27 July 2022

"Taboo Markets" and Family Law. Or,

Sean Williams vs. Louis Hensler and Adeline Allen.

Can we sell (parental rights with respect to) children? Don't we in effect do so even when we say we're not?  Do we really mean that the best interests of the child are paramount in the law? Or is it the best interests of children? And why do folks in driverless car simulations choose to run over an adult instead of a child? (And a cat instead of a dog?)

For these and more serious questions arising from the field of experimental jurisprudence listen to this episode of Kim Krawiec's Taboo Trades podcast. Along with Gregg Strauss, Kim interviews Sean Williams about his his new working paper, “Sacred Children and Taboo Tradeoffs."

There are many good questions, insightful observations, and even some suggestions in the podcast. Critical readings disclose a variety of antinomies that are worthy of analysis. For example, why does the best interests of the child predominate in family law but count for nothing in criminal law when it comes to sentencing? And why is the best interests test often satisfied by little more than ungrounded judicial handwaving?

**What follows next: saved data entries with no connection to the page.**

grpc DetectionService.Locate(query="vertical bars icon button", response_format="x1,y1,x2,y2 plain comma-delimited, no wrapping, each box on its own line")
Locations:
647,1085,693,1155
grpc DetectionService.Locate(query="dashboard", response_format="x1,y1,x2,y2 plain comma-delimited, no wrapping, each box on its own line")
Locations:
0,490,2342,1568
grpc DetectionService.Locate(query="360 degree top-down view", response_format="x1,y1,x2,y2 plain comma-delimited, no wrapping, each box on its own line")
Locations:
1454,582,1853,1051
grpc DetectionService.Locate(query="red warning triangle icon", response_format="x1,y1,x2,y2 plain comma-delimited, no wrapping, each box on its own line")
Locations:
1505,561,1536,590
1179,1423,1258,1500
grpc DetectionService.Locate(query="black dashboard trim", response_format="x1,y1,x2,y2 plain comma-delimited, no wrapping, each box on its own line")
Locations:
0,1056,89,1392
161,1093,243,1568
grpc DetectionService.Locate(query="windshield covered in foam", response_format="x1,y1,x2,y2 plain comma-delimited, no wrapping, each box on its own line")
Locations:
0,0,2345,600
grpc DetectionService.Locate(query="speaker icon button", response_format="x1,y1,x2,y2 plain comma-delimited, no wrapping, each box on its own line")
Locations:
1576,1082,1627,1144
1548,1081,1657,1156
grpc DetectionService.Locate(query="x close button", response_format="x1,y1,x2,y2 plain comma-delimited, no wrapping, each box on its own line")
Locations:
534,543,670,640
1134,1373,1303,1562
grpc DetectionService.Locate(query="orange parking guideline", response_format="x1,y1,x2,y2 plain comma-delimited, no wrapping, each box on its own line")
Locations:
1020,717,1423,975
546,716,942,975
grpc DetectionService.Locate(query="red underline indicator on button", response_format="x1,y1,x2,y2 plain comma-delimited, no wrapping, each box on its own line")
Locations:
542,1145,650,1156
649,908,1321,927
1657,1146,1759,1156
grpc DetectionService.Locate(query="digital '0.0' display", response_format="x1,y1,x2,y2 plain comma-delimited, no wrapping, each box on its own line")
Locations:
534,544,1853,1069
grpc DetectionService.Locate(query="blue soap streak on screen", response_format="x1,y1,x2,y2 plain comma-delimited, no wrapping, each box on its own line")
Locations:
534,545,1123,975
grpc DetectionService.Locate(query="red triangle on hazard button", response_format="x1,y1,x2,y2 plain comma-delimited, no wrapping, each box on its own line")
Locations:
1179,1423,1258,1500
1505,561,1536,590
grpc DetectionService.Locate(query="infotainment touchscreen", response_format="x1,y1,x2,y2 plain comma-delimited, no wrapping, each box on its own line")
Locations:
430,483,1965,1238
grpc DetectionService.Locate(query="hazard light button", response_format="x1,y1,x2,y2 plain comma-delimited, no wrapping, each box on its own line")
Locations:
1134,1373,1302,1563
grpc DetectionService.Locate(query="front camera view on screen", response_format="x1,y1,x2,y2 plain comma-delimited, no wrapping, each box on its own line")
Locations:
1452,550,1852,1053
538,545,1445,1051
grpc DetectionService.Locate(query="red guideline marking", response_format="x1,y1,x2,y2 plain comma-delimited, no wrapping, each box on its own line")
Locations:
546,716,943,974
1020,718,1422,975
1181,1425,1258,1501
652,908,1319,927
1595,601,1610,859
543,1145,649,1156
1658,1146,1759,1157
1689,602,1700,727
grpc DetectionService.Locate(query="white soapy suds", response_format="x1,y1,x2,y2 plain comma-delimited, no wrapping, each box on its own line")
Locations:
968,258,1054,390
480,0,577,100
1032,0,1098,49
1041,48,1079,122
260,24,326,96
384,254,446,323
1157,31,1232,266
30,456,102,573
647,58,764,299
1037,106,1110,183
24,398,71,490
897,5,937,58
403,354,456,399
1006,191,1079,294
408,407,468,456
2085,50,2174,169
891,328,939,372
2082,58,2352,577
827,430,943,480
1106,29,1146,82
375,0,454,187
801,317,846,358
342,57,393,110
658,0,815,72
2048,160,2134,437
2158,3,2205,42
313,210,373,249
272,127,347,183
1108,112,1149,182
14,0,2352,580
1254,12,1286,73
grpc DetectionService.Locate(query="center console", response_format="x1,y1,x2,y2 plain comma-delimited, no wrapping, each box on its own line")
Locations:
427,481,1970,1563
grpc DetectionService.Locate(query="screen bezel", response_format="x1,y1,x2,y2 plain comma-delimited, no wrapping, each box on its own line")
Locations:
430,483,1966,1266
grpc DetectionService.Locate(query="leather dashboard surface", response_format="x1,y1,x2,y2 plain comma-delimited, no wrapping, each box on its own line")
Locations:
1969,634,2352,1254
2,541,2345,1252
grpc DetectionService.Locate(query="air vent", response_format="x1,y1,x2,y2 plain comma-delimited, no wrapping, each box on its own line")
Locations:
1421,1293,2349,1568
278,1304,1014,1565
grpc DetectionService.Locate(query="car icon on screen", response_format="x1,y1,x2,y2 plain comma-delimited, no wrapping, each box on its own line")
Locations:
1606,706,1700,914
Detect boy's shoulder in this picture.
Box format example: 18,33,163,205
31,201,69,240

Still, Williams and his interviewers give short shrift to the political and legal significance of moral norms, the notion of tradition as a source of authority, and teleology in general. Pretty much a personal-sovereignty approach with a dose of empirically demonstrable welfarism. Trapped in the immanent, one might say. 

But perhaps there are good immanent reasons for some of the biases of family law as typically understood, reasons the author and interviewers fail to take into account. It is to point to those considerations that I refer my readers to my previous posts where I comment on the work of former colleague Louis Hensler (The Legal Significance of the Natural Affection of Charlie Gard’s Parents hereand former student Adeline Allen (A Market in Gametes here).

I won't bore folks by summarizing my summaries of what Hensler and Allen have written. But I will suggest that, as useful as experimental jurisprudence can be, there's more to the picture of family relationships and family law than it discloses.